Before the park’s creation, it was well known that many private sewers upstream emptied into Tischer Creek, with the News Tribune suggesting in an 1896 article that water from the creek would be far more dangerous than the city’s hydrant supply.

Congdon’s plan for Glensheen included extensive gardens that would be watered using the creek itself, according to Rob Hedburg of Visit Duluth. As part of the land donation, Congdon asked that the sewer lines be diverted into a septic tank to help keep the creek clean.

With the park’s creation, leaders envisioned the Congdon Park neighborhood as a premier residential district.

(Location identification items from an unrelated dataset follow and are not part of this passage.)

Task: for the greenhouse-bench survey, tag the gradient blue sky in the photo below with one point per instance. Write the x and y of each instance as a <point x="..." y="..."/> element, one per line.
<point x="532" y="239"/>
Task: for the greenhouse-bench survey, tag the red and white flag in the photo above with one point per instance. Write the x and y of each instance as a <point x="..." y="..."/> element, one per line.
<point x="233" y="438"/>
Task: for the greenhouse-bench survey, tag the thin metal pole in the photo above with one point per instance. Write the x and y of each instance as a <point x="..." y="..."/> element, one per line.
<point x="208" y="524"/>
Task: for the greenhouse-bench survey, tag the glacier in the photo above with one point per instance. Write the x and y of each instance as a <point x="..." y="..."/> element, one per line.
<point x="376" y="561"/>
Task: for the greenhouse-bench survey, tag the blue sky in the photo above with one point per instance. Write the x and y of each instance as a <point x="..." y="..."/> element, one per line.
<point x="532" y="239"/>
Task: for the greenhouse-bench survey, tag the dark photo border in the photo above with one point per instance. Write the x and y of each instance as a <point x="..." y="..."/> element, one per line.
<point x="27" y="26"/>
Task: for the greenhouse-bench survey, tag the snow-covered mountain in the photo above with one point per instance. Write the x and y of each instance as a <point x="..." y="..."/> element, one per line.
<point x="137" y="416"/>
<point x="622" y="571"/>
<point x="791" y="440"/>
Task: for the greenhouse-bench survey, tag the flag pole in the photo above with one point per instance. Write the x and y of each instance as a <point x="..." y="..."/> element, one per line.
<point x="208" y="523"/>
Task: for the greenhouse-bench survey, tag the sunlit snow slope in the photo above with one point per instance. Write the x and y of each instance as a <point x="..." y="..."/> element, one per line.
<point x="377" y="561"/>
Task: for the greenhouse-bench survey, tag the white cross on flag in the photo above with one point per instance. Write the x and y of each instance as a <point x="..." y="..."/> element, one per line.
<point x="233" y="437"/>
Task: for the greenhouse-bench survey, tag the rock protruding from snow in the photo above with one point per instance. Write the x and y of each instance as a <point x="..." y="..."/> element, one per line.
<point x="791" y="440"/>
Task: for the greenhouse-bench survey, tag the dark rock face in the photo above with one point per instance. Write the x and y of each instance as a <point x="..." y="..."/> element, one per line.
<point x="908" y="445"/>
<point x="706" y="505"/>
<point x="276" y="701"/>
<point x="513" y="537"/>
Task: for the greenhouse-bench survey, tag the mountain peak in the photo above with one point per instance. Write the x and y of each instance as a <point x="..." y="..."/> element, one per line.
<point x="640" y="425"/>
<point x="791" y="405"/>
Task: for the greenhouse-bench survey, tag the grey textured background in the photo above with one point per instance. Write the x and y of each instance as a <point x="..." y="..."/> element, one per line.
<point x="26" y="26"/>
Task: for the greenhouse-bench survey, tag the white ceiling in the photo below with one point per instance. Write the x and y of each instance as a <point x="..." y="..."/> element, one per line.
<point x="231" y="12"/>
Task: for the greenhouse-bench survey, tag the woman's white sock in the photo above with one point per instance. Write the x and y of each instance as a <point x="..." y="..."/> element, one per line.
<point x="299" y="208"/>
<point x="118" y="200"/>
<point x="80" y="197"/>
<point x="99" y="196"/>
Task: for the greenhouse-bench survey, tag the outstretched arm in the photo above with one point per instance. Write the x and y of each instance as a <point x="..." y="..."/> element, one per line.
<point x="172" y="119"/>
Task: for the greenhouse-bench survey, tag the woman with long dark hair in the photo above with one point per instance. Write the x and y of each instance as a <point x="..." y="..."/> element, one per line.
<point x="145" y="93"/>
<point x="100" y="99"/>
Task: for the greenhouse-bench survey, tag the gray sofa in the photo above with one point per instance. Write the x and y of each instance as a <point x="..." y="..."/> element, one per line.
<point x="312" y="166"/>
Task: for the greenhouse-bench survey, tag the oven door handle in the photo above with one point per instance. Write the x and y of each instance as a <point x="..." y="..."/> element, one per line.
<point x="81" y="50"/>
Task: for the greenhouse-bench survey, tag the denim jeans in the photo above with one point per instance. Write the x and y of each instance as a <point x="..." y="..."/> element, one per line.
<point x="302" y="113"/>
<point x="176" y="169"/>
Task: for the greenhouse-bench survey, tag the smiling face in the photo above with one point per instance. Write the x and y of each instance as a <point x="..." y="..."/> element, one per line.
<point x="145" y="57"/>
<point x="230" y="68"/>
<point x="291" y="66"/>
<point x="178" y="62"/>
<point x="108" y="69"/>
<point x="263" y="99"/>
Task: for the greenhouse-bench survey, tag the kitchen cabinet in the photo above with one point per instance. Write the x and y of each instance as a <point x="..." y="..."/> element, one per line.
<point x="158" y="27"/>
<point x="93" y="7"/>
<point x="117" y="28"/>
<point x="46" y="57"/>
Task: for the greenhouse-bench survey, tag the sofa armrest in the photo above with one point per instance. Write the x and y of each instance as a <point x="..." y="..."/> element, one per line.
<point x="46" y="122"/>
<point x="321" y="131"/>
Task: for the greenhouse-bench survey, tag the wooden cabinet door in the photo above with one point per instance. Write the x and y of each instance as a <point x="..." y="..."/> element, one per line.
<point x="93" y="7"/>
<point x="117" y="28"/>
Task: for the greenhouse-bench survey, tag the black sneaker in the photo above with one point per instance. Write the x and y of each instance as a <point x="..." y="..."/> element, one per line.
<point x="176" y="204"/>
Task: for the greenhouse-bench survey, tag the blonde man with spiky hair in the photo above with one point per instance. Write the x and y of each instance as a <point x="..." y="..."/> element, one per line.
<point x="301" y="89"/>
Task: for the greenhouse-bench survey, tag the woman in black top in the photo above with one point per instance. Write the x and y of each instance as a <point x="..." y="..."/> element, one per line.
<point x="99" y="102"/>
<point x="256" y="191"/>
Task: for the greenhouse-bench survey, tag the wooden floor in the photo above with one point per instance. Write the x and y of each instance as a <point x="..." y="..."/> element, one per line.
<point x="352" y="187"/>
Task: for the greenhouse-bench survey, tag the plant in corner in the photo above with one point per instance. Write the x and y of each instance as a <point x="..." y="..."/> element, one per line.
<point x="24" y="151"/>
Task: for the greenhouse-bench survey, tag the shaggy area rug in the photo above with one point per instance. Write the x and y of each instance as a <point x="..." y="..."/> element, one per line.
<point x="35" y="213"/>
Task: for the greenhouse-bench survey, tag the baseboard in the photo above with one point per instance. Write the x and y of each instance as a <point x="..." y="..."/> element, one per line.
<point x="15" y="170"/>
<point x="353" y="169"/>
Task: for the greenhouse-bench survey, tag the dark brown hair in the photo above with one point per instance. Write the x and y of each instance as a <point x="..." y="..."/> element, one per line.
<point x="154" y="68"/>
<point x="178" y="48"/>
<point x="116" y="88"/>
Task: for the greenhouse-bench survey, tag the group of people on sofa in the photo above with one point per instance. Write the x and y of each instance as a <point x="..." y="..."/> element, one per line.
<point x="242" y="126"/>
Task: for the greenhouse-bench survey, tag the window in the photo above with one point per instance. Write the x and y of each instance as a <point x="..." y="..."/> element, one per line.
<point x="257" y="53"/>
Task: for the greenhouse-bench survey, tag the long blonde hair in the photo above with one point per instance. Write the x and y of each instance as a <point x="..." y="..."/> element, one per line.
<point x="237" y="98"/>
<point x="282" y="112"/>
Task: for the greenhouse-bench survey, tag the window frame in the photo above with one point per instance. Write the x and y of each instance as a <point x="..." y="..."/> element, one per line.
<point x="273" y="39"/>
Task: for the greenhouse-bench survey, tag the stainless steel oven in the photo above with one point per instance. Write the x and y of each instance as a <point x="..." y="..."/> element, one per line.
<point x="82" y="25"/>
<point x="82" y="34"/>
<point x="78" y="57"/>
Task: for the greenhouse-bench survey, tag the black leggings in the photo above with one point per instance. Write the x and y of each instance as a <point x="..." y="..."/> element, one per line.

“To the end that this beautiful section may be preserved as the most exclusive residence property in the city,” as the News Tribune reported in August 1910, surveyors and landscape architects marked lots of no less than 100 by 150 feet “in a most artistic manner.” The developers attached the condition that only “magnificent homes” be built on the lots.

“The steps have been taken as a means of preserving at least one large area of the city from the contaminating influence of outlying store and other ‘anti-homelike’ spots,” the News Tribune reported.

“No flats, double houses or apartments of any kind will be permitted in the new district.”

Today, the neighborhood runs from 26th Avenue East to about 40th Avenue East and roughly from Wallace Avenue and Snively Road to the lakefront. Congdon Park remains a jewel in the Duluth parks system. The Northland Country Club’s golf course stretches across the district’s northern corner, with mostly single-family homes elsewhere.

The neighborhood has retained its sense of cachet, thanks in part to Glensheen, which today is a museum — though it’s as infamous for being the site where Chester and Clara Congdon’s youngest daughter, Elisabeth, and her nurse were murdered in 1977 as it is for its place in Duluth’s earlier history.